As part of the Medical Research Council (MRC) Ely Study (Cambridgeshire, UK), members of a population-based cohort underwent objective PAEE measurements twice in the past [13]. This provided a unique opportunity to validate self-reported historical PA data against objective measurements of PAEE in the same individuals. We therefore sought to design and determine the validity of a novel, interviewer administered historical adulthood PA questionnaire (HAPAQ) against objective PAEE data collected up to 15 years ago.

Methods

Study participants

Participants were recruited from the MRC Ely Study [14, 15], a population-based prospective cohort study of the aetiology of type 2 diabetes and other metabolic disorders. The current mean age of the cohort is 65 years. Objective measurements of PAEE were taken from 394 members of this cohort at two separate time points, once between 1994 and 1996 (period 1) and again between 2000 and 2002 (period 2) (Figure 1). Of these, in December 2007, 197 individuals were ineligible for this study as they had previously declined further research participation, were currently recruited to another study or had died. Invitations were sent to the remaining individuals, of which 108 agreed to participate (55%). 100 attended for interview between December 2007 and March 2008. Ethical approval for the study was granted by the Cambridge Local Research Ethics Committee and all participants provided written informed consent.

Figure 1
figure 1

Study timeline. Objective measures of physical activity energy expenditure and delivery of HAPAQ.

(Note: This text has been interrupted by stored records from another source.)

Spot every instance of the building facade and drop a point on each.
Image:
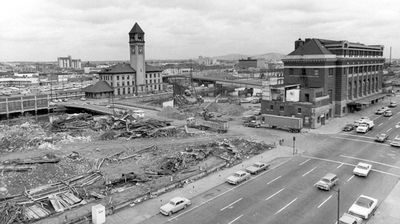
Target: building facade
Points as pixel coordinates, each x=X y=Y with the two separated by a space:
x=137 y=76
x=68 y=62
x=335 y=78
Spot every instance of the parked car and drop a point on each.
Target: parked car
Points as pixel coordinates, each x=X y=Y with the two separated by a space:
x=381 y=110
x=392 y=104
x=257 y=168
x=395 y=142
x=174 y=205
x=327 y=182
x=361 y=120
x=238 y=177
x=362 y=169
x=382 y=137
x=349 y=219
x=388 y=113
x=348 y=127
x=363 y=207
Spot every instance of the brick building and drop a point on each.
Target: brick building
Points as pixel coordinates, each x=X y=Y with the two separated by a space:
x=334 y=78
x=135 y=77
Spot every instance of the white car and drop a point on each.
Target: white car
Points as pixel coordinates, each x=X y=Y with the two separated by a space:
x=395 y=141
x=257 y=168
x=363 y=207
x=362 y=169
x=174 y=205
x=238 y=177
x=349 y=219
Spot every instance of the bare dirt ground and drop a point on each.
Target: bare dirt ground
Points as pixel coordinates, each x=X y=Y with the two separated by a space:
x=128 y=166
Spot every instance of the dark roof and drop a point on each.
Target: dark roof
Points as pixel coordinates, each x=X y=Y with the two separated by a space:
x=150 y=68
x=118 y=69
x=312 y=46
x=99 y=87
x=136 y=29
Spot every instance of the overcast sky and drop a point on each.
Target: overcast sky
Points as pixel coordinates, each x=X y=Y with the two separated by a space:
x=42 y=30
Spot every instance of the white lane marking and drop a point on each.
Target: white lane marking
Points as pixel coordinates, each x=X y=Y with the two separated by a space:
x=309 y=171
x=324 y=201
x=349 y=164
x=230 y=205
x=231 y=189
x=275 y=194
x=304 y=162
x=371 y=161
x=274 y=180
x=240 y=216
x=285 y=206
x=350 y=178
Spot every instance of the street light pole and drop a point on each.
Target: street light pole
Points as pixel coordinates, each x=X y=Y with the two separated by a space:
x=338 y=211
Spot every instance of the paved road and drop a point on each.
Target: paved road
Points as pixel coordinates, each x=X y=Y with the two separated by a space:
x=286 y=193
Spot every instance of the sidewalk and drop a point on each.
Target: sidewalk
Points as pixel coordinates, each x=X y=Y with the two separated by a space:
x=151 y=207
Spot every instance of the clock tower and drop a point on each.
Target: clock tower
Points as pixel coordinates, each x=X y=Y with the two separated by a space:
x=137 y=61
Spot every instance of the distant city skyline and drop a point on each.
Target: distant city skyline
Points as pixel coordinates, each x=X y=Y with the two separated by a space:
x=97 y=30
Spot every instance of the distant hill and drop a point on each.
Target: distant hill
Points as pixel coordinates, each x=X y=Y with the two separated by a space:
x=267 y=56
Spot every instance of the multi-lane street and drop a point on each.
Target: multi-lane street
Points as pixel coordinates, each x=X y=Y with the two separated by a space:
x=286 y=193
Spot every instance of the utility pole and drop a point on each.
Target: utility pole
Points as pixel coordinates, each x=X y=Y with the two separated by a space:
x=294 y=145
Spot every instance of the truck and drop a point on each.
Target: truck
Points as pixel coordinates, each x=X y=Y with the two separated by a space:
x=219 y=126
x=291 y=124
x=365 y=126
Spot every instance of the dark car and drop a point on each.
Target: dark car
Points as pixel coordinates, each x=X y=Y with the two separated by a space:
x=348 y=127
x=381 y=137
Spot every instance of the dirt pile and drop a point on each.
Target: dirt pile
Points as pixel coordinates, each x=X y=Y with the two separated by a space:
x=226 y=109
x=172 y=113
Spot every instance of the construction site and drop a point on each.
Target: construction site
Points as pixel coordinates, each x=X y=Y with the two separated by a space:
x=76 y=161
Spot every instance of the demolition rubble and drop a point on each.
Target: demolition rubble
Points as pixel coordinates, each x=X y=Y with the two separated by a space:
x=81 y=159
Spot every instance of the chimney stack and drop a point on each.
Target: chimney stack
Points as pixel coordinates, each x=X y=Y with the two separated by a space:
x=298 y=43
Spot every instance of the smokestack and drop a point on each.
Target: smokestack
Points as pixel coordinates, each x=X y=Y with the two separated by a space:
x=298 y=43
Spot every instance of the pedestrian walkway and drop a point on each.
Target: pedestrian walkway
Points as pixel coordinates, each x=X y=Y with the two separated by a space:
x=147 y=209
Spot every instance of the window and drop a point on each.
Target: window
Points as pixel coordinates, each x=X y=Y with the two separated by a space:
x=316 y=71
x=330 y=71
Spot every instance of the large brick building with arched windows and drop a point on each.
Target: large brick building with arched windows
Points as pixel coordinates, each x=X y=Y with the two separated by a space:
x=334 y=78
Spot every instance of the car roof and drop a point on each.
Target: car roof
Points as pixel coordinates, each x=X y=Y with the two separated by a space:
x=363 y=164
x=367 y=197
x=176 y=199
x=329 y=175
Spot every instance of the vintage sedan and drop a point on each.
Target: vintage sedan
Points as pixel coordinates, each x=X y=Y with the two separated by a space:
x=362 y=169
x=238 y=177
x=348 y=127
x=382 y=137
x=257 y=168
x=395 y=142
x=174 y=205
x=363 y=207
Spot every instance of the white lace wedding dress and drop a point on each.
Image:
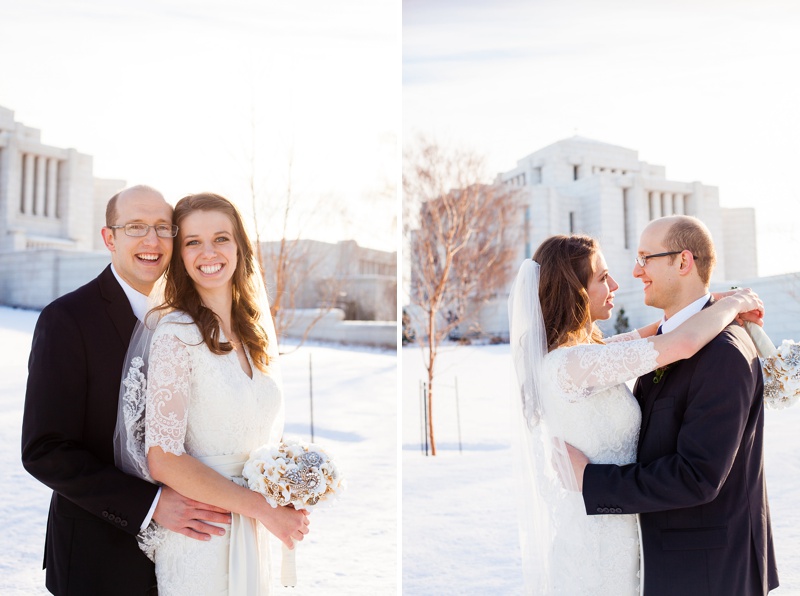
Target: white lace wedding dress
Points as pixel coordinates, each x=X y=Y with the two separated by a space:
x=587 y=404
x=205 y=405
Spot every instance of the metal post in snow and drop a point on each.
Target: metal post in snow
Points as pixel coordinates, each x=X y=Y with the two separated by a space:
x=311 y=395
x=458 y=419
x=421 y=420
x=425 y=410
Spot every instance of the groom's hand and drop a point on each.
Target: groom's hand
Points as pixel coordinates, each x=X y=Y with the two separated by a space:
x=579 y=463
x=188 y=517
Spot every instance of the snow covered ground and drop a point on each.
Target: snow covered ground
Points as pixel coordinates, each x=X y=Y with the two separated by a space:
x=459 y=516
x=352 y=547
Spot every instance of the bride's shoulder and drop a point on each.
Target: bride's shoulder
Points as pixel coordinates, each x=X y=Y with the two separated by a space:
x=178 y=323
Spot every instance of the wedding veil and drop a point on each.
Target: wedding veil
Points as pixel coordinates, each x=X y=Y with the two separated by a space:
x=544 y=470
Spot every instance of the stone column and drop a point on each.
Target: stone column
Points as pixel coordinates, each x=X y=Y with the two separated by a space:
x=666 y=202
x=678 y=204
x=51 y=209
x=655 y=204
x=27 y=184
x=39 y=187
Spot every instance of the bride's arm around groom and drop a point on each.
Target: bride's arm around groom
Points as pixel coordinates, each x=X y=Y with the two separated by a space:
x=699 y=478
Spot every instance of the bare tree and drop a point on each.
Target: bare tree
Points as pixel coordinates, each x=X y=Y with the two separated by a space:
x=461 y=244
x=290 y=264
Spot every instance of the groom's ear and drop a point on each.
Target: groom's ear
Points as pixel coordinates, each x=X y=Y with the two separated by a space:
x=687 y=263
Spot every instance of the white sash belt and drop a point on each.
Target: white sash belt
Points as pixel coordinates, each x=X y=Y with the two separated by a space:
x=245 y=576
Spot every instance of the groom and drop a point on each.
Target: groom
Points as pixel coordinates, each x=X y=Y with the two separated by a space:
x=74 y=374
x=699 y=481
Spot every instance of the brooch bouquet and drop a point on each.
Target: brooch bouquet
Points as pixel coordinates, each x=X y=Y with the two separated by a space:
x=781 y=369
x=293 y=473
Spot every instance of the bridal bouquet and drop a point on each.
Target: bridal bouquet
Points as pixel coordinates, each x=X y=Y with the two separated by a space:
x=781 y=369
x=298 y=474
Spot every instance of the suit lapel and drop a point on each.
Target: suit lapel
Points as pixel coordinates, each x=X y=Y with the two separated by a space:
x=118 y=308
x=646 y=393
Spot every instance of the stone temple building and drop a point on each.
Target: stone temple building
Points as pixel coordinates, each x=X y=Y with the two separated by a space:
x=51 y=211
x=580 y=185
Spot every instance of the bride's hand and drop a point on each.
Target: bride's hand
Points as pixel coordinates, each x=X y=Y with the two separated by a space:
x=286 y=523
x=750 y=306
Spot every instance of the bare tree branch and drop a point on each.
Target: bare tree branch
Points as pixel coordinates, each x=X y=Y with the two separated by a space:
x=461 y=243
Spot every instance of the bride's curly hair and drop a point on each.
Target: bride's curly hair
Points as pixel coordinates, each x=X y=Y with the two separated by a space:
x=565 y=269
x=180 y=292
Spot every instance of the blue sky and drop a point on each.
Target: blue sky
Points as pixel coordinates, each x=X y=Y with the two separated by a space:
x=707 y=89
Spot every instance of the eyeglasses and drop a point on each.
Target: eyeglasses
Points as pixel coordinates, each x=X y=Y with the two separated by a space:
x=139 y=230
x=641 y=260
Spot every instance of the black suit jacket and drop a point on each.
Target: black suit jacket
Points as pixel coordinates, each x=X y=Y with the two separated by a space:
x=74 y=374
x=699 y=481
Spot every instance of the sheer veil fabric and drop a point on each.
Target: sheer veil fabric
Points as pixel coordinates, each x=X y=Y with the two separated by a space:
x=552 y=521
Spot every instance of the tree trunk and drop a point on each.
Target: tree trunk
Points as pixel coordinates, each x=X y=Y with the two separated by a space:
x=431 y=360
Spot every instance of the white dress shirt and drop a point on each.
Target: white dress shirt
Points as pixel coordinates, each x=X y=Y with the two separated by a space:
x=139 y=305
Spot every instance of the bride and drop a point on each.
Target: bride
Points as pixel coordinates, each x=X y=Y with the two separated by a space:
x=212 y=396
x=572 y=385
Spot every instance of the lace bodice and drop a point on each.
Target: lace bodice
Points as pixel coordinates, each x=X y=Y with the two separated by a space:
x=587 y=403
x=586 y=400
x=202 y=403
x=205 y=405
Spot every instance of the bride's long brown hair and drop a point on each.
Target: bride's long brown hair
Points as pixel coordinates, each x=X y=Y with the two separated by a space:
x=565 y=269
x=180 y=292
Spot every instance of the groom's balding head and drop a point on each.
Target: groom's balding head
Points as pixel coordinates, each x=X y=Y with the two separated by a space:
x=684 y=232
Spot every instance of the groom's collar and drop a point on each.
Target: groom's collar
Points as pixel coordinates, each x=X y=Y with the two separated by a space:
x=137 y=299
x=682 y=315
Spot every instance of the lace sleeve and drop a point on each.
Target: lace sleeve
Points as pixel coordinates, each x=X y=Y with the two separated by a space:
x=629 y=336
x=167 y=394
x=587 y=369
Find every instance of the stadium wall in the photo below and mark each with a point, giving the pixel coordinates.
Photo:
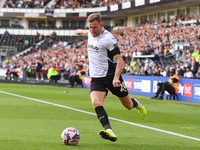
(147, 86)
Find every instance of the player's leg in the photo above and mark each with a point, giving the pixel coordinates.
(37, 73)
(98, 92)
(131, 103)
(41, 75)
(122, 93)
(165, 86)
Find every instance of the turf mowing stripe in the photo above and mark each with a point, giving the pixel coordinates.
(123, 121)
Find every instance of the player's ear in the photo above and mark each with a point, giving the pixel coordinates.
(101, 24)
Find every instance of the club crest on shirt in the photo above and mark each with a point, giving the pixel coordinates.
(93, 48)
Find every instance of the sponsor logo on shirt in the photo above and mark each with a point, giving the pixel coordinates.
(188, 90)
(129, 84)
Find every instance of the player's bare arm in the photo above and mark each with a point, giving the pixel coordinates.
(120, 62)
(82, 32)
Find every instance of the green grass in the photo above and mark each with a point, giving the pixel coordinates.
(26, 124)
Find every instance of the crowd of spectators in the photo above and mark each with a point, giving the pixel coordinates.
(85, 3)
(60, 3)
(150, 39)
(25, 3)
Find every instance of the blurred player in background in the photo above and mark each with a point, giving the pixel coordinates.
(39, 64)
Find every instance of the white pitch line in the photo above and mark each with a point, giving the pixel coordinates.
(127, 122)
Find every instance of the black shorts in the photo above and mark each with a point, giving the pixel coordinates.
(105, 83)
(39, 69)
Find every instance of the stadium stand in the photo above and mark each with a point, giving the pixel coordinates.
(25, 3)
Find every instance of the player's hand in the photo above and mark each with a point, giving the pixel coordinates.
(116, 82)
(79, 32)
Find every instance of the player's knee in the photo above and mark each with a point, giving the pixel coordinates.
(96, 103)
(129, 107)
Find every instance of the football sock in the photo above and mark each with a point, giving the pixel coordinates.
(135, 103)
(103, 117)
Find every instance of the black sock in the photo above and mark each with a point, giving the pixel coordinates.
(135, 104)
(103, 117)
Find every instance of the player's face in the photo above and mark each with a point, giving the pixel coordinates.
(95, 28)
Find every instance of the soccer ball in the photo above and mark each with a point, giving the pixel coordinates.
(70, 136)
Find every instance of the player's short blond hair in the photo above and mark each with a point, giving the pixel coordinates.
(93, 17)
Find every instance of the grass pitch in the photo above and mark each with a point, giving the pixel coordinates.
(28, 123)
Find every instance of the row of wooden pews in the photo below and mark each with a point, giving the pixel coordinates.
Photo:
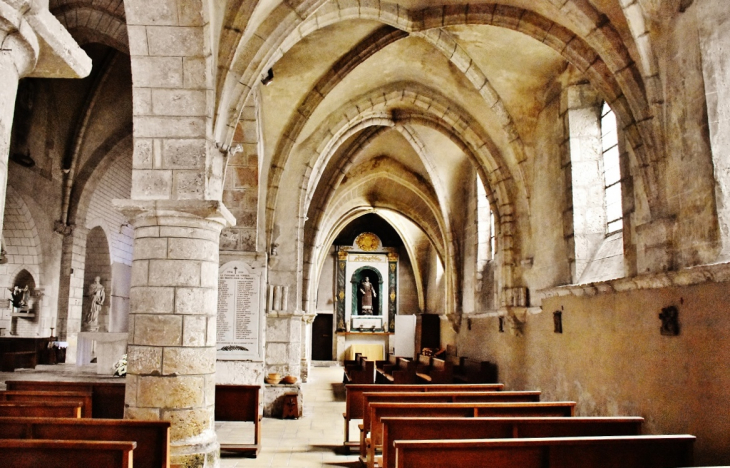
(409, 426)
(38, 424)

Objective measurement of physical activity

Objective measurements of PAEE were obtained over four consecutive days during periods 1 and 2 using minute-by-minute heart rate (HR) monitoring with individual calibration [16]. The relationship between oxygen consumption and HR was determined for each individual by measuring expired oxygen concentration, ventilation and HR following 10 minutes of supine rest and during four stages of graded exercise intensity. A cycle ergometer was used during period 1 and a treadmill was used during period 2. Energy expenditure (kJ min-1) at each exercise intensity was calculated from oxygen consumption data. Subsequently, HR monitors were worn during the waking hours over a 4 day period. The resulting HR measurements were used to derive estimates of PAEE during that period according to the flex HR method, so as to adjust for the reduced accuracy of HR monitoring when estimating lower intensity PA [17, 18]. The flex HR was determined as the mean of the highest resting HR and lowest exercising HR measured during the fitness test [16]. For each minute the free-living measured HR exceeded the flex HR, the individual calibration data for the HR-oxygen consumption uptake were used to calculate PAEE. The percentage of time spent in vigorous PA (VPA) (≥ 6.5 METs) was calculated as the proportion of time during which HR was greater than 1.75 times the resting HR, guided by previous work [19].

Questionnaire design

HAPAQ was designed to collect data regarding total regular PA undertaken from the age of 20 years to their current age (see additional file 1). To do this, the questionnaire was divided into discrete time periods, starting with the most recent 15 years in three 5-year sections. Following this, questions regarding PA from the age of 20 years until the most recent 15 years were asked in 10-year sections. For each section, an identical set of closed questions were asked about PA in the domains of home, work, transport, sport (defined as strenuous sporting activities which make you breathless or cause noticeable sweating) and exercise (defined as less strenuous leisure activities). The nature, duration and frequency of regular activities recalled by the participant for each time period were recorded. Occupational activity was categorized according to the Modified Tecumseh Occupational Activity Questionnaire [20, 21]. Although participation in gardening, home and car maintenance (referred to as do it yourself or "DIY") and housework was documented, the durations of these activities were not as guided by previous work suggesting that recall of durations of unstructured activities correlates poorly with objective measurement of total PA [22, 23]. To improve question comprehension, flash cards were used to depict descriptive terms in a visual format. The questionnaire was designed in an electronic format to aid delivery and data management.

The HAPAQ interview

The questionnaire was delivered through face-to-face interviews to avoid interpretation errors, reduce incomplete data collection and to allow the application of cognitive interview techniques to improve recall [24]. All interviews were conducted by the same interviewer (CAH), with a maximum of 90 minutes allocated per interview. A life calendar, documenting the dates of important life events for the individual, such as marriage and child birth, was completed prior to the questionnaire, in order to aid recall.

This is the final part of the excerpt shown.